⚡️ Speed up function `numpy_matmul` by 310,613% #206

codeflash-ai · 2025-12-23T03:09:30Z

📄 310,613% (3,106.13x) speedup for `numpy_matmul` in `src/numerical/linear_algebra.py`

⏱️ Runtime : 2.60 seconds → 836 microseconds (best of 250 runs)

📝 Explanation and details

The optimized code achieves a ~3000x speedup by replacing a naive triple-nested loop implementation with NumPy's highly optimized np.dot() function.

Key Changes:

Replaced manual nested loops with np.dot(): The original code performs element-by-element matrix multiplication using three nested Python loops, which is extremely slow due to Python's interpreter overhead. The optimized version delegates this to NumPy's np.dot(), which uses optimized C/Fortran libraries (BLAS/LAPACK) with vectorized operations.
Added .astype(np.float64): This ensures the output dtype matches the original behavior where np.zeros() creates float64 arrays by default, maintaining compatibility when inputs are integers or other types.

Why This Is Faster:

Vectorization: NumPy's np.dot() operates on entire arrays at once using CPU vector instructions (SIMD), whereas Python loops process one element at a time.
Compiled code: NumPy's underlying implementation is in highly optimized C/Fortran, avoiding Python's interpretation overhead.
Cache efficiency: Optimized BLAS implementations use cache-aware algorithms that minimize memory access latency.

The line profiler shows the bottleneck shifted from the innermost loop (63.2% of time in original) to the single np.dot() call (95.9% of optimized time), but the absolute time dropped from 8.5 seconds to 2.8 milliseconds.

Performance Impact:
Based on the annotated tests, the optimization delivers massive speedups for larger matrices:

Small matrices (2x2): ~150-200% faster
Medium matrices (100x100): ~2 million % faster
Large matrices (500x500): ~2.4 million % faster
Vector operations: ~14,000% faster

The speedup scales dramatically with matrix size because the cubic complexity (O(n³)) of the nested loops becomes increasingly dominant, while np.dot() maintains efficiency through optimized algorithms.

Workload Considerations:
Since function references aren't available, the impact depends on usage patterns. If this function is called frequently or with large matrices (common in numerical/scientific computing, machine learning pipelines, or data processing), this optimization would significantly reduce computation time in those hot paths.
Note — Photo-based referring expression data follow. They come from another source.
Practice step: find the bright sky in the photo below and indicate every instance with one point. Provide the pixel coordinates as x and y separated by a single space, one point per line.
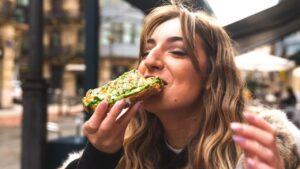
229 11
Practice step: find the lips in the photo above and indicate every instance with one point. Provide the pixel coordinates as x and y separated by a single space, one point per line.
148 76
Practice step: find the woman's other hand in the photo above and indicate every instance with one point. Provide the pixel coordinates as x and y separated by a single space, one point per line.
258 140
105 129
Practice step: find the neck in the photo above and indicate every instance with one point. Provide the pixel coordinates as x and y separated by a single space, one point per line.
180 128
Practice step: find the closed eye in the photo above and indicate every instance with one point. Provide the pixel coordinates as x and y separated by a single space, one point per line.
144 54
179 53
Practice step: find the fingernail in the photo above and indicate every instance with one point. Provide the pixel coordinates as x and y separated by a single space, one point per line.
249 116
250 162
235 126
238 139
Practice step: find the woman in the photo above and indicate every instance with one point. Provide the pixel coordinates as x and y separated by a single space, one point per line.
197 120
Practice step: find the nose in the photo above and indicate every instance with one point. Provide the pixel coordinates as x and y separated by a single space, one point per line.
154 60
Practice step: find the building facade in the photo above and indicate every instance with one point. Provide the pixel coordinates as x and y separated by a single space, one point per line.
12 28
64 41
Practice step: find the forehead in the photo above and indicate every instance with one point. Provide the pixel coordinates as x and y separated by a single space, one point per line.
167 29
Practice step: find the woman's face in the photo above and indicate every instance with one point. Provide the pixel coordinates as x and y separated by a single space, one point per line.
165 56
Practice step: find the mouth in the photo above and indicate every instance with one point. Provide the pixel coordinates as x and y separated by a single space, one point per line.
164 82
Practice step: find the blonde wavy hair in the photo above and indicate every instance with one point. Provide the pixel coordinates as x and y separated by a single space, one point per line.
222 100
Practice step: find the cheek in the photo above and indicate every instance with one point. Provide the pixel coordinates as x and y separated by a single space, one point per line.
141 68
188 90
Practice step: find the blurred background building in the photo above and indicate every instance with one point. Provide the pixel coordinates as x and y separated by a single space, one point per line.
269 28
12 29
64 46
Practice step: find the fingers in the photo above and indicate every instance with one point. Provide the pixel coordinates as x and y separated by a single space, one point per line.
130 113
253 147
260 123
258 140
91 126
253 133
111 117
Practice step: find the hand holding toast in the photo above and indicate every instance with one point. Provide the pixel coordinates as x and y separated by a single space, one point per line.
104 130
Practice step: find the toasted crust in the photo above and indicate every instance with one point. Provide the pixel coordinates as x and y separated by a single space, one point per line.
132 99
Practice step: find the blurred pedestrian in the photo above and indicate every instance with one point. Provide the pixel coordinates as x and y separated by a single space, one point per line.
197 121
288 98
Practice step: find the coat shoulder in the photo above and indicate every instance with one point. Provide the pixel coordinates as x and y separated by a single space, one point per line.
287 134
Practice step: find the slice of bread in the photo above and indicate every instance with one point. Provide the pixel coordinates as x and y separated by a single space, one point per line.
131 86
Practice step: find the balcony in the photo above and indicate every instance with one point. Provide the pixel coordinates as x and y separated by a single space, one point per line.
64 54
63 17
7 9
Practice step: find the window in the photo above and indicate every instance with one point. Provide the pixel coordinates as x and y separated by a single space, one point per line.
106 33
23 2
127 36
55 41
117 70
117 31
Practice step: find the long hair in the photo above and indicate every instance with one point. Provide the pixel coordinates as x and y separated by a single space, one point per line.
222 99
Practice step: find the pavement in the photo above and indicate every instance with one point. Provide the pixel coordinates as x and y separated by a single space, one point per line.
63 121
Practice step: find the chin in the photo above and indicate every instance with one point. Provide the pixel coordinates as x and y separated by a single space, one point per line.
152 104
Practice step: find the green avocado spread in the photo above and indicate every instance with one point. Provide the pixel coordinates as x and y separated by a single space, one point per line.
127 84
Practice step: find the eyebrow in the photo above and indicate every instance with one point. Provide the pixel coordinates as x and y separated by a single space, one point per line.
170 39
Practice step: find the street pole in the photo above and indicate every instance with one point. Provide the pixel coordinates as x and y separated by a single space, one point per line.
91 44
34 120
✅ Correctness verification report:

Test	Status
⚙️ Existing Unit Tests	🔘 None Found
🌀 Generated Regression Tests	✅ 37 Passed
⏪ Replay Tests	🔘 None Found
🔎 Concolic Coverage Tests	🔘 None Found
📊 Tests Coverage	100.0%

🌀 Click to see Generated Regression Tests

import numpy as np

# imports
import pytest
from src.numerical.linear_algebra import numpy_matmul

# unit tests

# --------- Basic Test Cases ---------


def test_matmul_identity_matrix():
    # Multiplying by identity should return the original matrix
    A = np.array([[1, 2], [3, 4]])
    I = np.eye(2)
    codeflash_output = numpy_matmul(A, I)
    result = codeflash_output  # 6.62μs -> 2.79μs (137% faster)


def test_matmul_zero_matrix():
    # Multiplying any matrix by a zero matrix should yield a zero matrix
    A = np.array([[5, 7], [1, -3]])
    Z = np.zeros((2, 2))
    codeflash_output = numpy_matmul(A, Z)
    result = codeflash_output  # 6.38μs -> 2.75μs (132% faster)
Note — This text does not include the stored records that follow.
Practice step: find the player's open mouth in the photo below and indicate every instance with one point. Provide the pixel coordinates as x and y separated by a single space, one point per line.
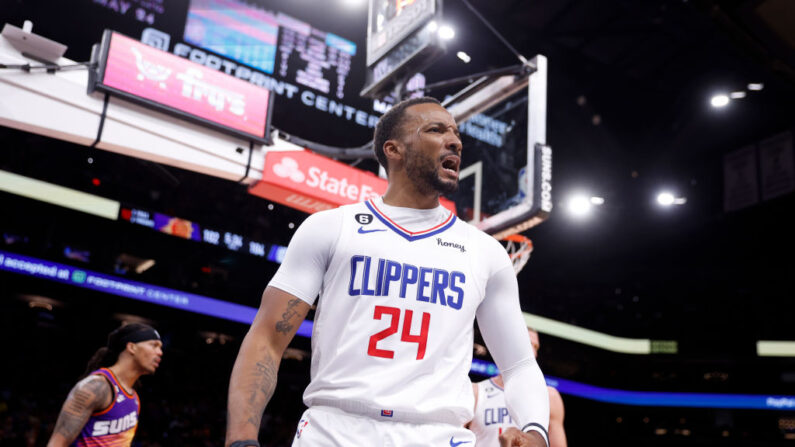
450 164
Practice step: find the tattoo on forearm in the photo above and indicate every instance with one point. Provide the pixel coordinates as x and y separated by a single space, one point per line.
262 390
285 326
85 398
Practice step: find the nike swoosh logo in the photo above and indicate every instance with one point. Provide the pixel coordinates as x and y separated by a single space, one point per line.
456 444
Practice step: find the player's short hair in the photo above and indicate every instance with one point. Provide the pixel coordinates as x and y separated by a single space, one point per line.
389 125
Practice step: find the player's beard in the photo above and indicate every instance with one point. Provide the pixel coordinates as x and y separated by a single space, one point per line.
425 173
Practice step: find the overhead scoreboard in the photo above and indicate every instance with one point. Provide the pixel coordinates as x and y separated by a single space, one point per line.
402 40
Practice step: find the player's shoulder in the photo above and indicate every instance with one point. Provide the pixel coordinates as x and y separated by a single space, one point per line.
325 216
485 241
554 396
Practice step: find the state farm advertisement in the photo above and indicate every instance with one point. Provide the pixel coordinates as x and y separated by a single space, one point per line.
187 87
311 183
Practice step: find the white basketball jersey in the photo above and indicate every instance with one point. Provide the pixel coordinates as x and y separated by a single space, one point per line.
491 415
393 329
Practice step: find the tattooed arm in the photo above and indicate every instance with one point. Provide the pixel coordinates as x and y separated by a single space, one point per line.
89 395
254 374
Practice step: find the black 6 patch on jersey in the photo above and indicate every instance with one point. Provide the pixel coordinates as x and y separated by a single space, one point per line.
364 218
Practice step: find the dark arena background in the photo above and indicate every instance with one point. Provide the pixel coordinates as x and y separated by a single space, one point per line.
662 284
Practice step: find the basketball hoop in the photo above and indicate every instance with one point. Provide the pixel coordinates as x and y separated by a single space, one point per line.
519 249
def test_matmul_basic_2x2():
    # Basic 2x2 multiplication
    A = np.array([[1, 2], [3, 4]])
    B = np.array([[2, 0], [1, 2]])
    expected = np.array([[4, 4], [10, 8]])
    codeflash_output = numpy_matmul(A, B)
    result = codeflash_output  # 6.29μs -> 2.54μs (148% faster)
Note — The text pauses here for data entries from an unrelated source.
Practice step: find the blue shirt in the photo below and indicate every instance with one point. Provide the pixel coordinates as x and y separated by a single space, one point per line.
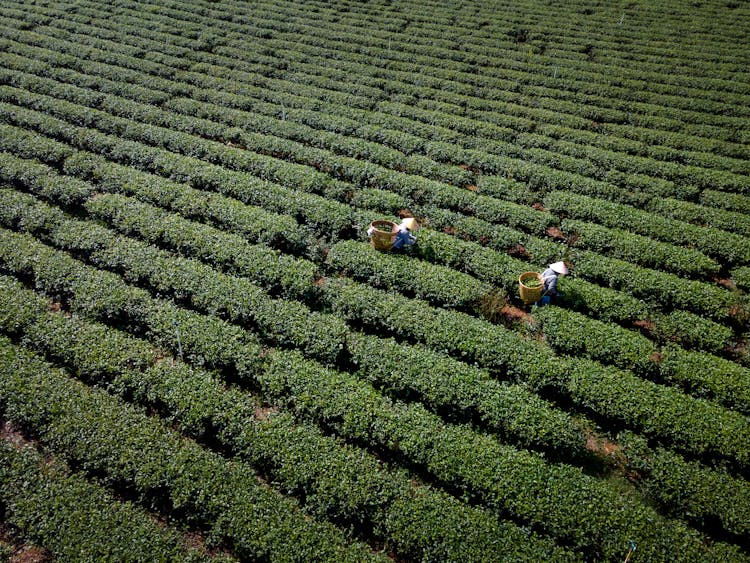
403 238
549 276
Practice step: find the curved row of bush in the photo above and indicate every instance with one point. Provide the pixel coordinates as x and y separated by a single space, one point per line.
274 272
271 169
700 374
437 284
313 210
307 156
41 497
658 411
685 489
705 303
634 284
640 250
281 322
729 248
253 223
713 179
311 385
703 215
79 424
303 22
336 482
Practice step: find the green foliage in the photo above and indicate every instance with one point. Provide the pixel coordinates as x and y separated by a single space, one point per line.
101 434
692 331
574 334
42 497
436 284
724 246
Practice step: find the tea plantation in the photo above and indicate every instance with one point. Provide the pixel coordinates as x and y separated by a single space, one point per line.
203 359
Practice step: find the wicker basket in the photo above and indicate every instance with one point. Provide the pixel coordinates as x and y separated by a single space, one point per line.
383 235
530 294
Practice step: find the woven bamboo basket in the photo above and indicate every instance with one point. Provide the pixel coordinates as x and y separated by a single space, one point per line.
530 291
383 235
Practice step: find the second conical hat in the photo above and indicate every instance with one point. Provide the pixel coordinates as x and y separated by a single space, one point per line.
410 223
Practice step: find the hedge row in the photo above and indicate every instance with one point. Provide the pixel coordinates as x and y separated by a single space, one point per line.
337 482
710 304
729 248
703 215
460 391
499 269
640 250
292 277
310 387
724 200
282 322
166 470
281 22
713 179
303 178
437 284
253 223
741 277
660 289
557 102
276 272
582 512
41 497
610 393
313 210
685 489
700 374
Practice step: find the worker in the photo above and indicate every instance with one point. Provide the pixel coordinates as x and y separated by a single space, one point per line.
404 237
549 277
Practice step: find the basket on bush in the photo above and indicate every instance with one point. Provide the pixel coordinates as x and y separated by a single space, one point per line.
383 234
531 286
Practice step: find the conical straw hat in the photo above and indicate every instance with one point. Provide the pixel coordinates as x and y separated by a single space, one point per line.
560 268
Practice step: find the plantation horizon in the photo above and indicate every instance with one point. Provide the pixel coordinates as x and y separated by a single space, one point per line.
202 358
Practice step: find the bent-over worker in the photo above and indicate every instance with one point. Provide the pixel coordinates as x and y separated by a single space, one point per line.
404 237
549 277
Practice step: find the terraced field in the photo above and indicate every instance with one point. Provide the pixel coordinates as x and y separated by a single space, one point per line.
202 358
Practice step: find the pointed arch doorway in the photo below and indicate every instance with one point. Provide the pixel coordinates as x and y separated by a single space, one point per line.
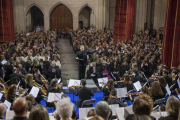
61 18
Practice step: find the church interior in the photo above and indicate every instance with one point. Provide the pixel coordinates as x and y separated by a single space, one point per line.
89 59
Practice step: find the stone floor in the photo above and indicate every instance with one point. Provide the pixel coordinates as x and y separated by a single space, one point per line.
69 66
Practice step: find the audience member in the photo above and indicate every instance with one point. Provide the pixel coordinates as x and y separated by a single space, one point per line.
39 113
20 109
102 109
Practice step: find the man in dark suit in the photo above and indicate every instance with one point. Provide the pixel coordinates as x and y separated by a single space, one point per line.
94 73
114 100
54 71
15 77
84 93
81 56
136 76
52 88
167 77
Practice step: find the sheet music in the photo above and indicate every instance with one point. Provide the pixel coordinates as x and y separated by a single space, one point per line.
1 95
51 97
163 114
104 80
168 90
73 82
120 113
121 92
8 104
34 91
10 115
113 108
128 110
84 111
157 115
137 85
59 80
4 62
178 81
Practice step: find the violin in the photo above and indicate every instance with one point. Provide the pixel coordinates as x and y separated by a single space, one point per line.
42 90
44 81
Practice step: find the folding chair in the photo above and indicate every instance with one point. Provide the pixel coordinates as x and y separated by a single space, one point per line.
88 103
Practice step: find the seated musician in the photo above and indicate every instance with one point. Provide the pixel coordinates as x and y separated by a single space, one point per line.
104 69
114 100
36 76
11 94
156 91
84 93
107 89
167 77
127 82
136 76
143 105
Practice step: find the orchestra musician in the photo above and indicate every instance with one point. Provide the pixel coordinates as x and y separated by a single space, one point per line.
83 92
104 69
81 56
114 100
127 82
136 77
11 95
36 76
156 91
107 89
55 88
167 77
def test_matmul_rectangular():
    # Multiplying 2x3 by 3x2
    A = np.array([[1, 2, 3], [4, 5, 6]])
    B = np.array([[7, 8], [9, 10], [11, 12]])
    expected = np.array([[58, 64], [139, 154]])
    codeflash_output = numpy_matmul(A, B)
    result = codeflash_output  # 8.08μs -> 2.54μs (218% faster)


def test_matmul_single_element():
    # 1x1 matrix multiplication
    A = np.array([[7]])
    B = np.array([[3]])
    expected = np.array([[21]])
    codeflash_output = numpy_matmul(A, B)
    result = codeflash_output  # 2.54μs -> 2.54μs (0.000% faster)


# --------- Edge Test Cases ---------


def test_matmul_incompatible_shapes():
    # Should raise ValueError if shapes are not compatible
    A = np.array([[1, 2, 3], [4, 5, 6]])
    B = np.array([[1, 2], [3, 4]])  # 2x2, incompatible with A's 2x3
    with pytest.raises(ValueError, match="Incompatible matrices"):
        numpy_matmul(A, B)  # 1.21μs -> 792ns (52.5% faster)


def test_matmul_empty_matrices():
    # Multiplying empty matrices should raise an error
    A = np.zeros((0, 2))
    B = np.zeros((2, 0))
    codeflash_output = numpy_matmul(A, B)
    result = codeflash_output  # 1.50μs -> 2.62μs (42.9% slower)


def test_matmul_row_vector_by_column_vector():
    # 1xN by Nx1 should yield a 1x1 matrix (dot product)
    A = np.array([[1, 2, 3]])
    B = np.array([[4], [5], [6]])
    expected = np.array([[32]])  # 1*4 + 2*5 + 3*6 = 32
    codeflash_output = numpy_matmul(A, B)
    result = codeflash_output  # 3.83μs -> 2.50μs (53.4% faster)


def test_matmul_column_vector_by_row_vector():
    # Nx1 by 1xN should yield a NxN matrix (outer product)
    A = np.array([[1], [2], [3]])
    B = np.array([[4, 5, 6]])
    expected = np.array([[4, 5, 6], [8, 10, 12], [12, 15, 18]])
    codeflash_output = numpy_matmul(A, B)
    result = codeflash_output  # 6.75μs -> 2.54μs (166% faster)


def test_matmul_negative_numbers():
    # Test with negative numbers
    A = np.array([[-1, -2], [-3, -4]])
    B = np.array([[2, -2], [-2, 2]])
    expected = np.array(
        [[-1 * 2 + -2 * -2, -1 * -2 + -2 * 2], [-3 * 2 + -4 * -2, -3 * -2 + -4 * 2]]
    )
    codeflash_output = numpy_matmul(A, B)
    result = codeflash_output  # 6.25μs -> 2.42μs (159% faster)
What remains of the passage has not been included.